From the TUC

Giving up the levers of power

04 Nov 2008, by in Economics

The government seems to be sending a clear signal. It is to give up the levers of power it holds through its ownership of large chunks of UK banks and the provision by the state of liquidity to others.

It has set up an arms length company, UK Financial Investments Limited, which will control the government’s shareholdings in banks including the fully nationalised Northern Rock and Bradford and Bingley.

It is to be chaired by a former finance director of Lloyds TSB, Sir Philip Hampton, who is currently chairman of the supermarket group Sainsbury.  

As Robert Peston says 

“…he could easily find himself siding with the City and not with ministers, if there were a dispute over – for example – whether the banks were lending quite enough to those viewed in Westminster as deserving cases.

So the Treasury is taking something of a risk by appointing him.

And there’s a further risk in its decision to create the vehicle for owning the bank stakes as a formal Companies Act company.

How so?

Well as the chairman of a proper company, Sir Philip could not be formally directed to take this or that action by ministers.”

There is a deeper question here. How are the responsibilities that go with the ownership of these banks going to be exercised by a non-accountable company? I know I have been banging on about this, but part of the problem that led to the credit crunch was that bankers were not being effectively accountable to the owners of banks.

The preference of Barclays for more expensive capitalisation from the Gulf than they would have got from the tax-payer shows the visceral hatred that senior bankers, who will have made most of the careers under deregulatory governments, have for state intervention. Although it increasingly looks like they have precious little to worry about when it comes to bonuses, there is now a big danger that they will prioritise paying back government debt above everything else, even if in the process they fail to meet the legitimate interests of the tax-payers who stumped up the cash.
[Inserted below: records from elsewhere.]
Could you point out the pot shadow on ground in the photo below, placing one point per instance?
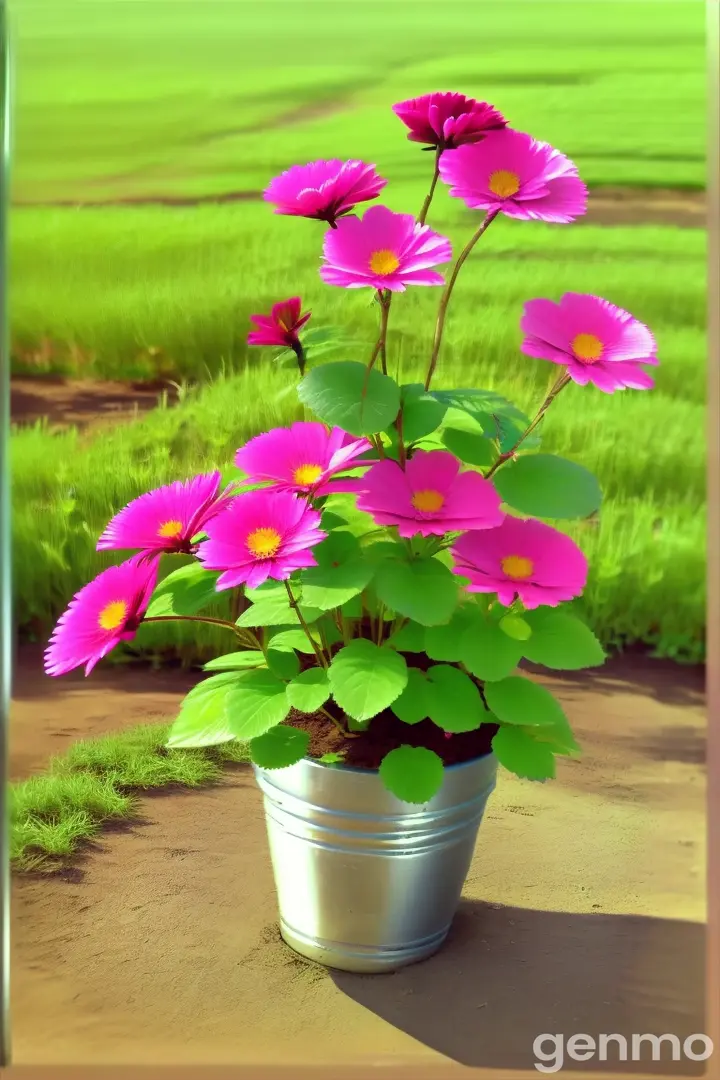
(506, 975)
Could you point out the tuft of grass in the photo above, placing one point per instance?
(96, 782)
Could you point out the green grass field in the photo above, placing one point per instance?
(238, 92)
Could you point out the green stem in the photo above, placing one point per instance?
(439, 326)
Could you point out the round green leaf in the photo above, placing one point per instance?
(279, 747)
(309, 690)
(412, 773)
(421, 589)
(519, 753)
(543, 485)
(345, 394)
(365, 678)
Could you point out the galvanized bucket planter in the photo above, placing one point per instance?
(366, 882)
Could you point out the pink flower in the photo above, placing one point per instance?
(527, 559)
(513, 173)
(383, 251)
(448, 120)
(261, 535)
(302, 458)
(597, 341)
(103, 613)
(324, 189)
(168, 517)
(430, 497)
(281, 326)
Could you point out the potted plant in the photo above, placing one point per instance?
(393, 559)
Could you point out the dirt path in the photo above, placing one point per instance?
(583, 910)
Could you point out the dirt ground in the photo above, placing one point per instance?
(583, 912)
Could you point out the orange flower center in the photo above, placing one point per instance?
(428, 501)
(112, 615)
(263, 543)
(517, 567)
(306, 475)
(383, 261)
(170, 529)
(503, 184)
(587, 348)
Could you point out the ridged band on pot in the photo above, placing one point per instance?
(366, 882)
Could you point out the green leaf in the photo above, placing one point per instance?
(235, 661)
(283, 663)
(412, 773)
(279, 747)
(519, 753)
(257, 703)
(421, 589)
(184, 592)
(543, 485)
(345, 394)
(453, 701)
(564, 643)
(342, 571)
(522, 703)
(309, 690)
(421, 413)
(408, 638)
(411, 706)
(473, 449)
(488, 652)
(366, 678)
(204, 716)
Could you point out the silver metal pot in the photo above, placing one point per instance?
(367, 882)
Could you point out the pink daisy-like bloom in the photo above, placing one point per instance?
(261, 535)
(524, 559)
(430, 496)
(103, 613)
(302, 458)
(167, 518)
(447, 120)
(324, 189)
(383, 251)
(514, 174)
(595, 340)
(281, 326)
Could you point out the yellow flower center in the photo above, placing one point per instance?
(517, 567)
(504, 184)
(428, 501)
(170, 529)
(587, 348)
(112, 615)
(384, 261)
(306, 475)
(263, 543)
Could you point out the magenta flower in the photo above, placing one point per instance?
(524, 559)
(430, 497)
(597, 341)
(302, 458)
(448, 120)
(513, 173)
(324, 189)
(103, 613)
(383, 251)
(167, 518)
(281, 326)
(261, 535)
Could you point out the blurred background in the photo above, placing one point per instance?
(145, 133)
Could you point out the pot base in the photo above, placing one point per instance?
(374, 960)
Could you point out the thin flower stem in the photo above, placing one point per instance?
(296, 607)
(562, 381)
(439, 326)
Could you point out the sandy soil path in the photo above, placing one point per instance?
(583, 912)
Meanwhile there is some interesting news from the Financial Services Authority today. They are consulting on whether they should assume a wider regulatory role over retail banking. The concentration of ownership following the takeover of HBOS by Lloyds means there will be less competition, and consumers will need better regulation. Some have been worried that the FSA, given the need to regulate in the interests of preserving the system, would neglect the consumer angle. This may suggest not.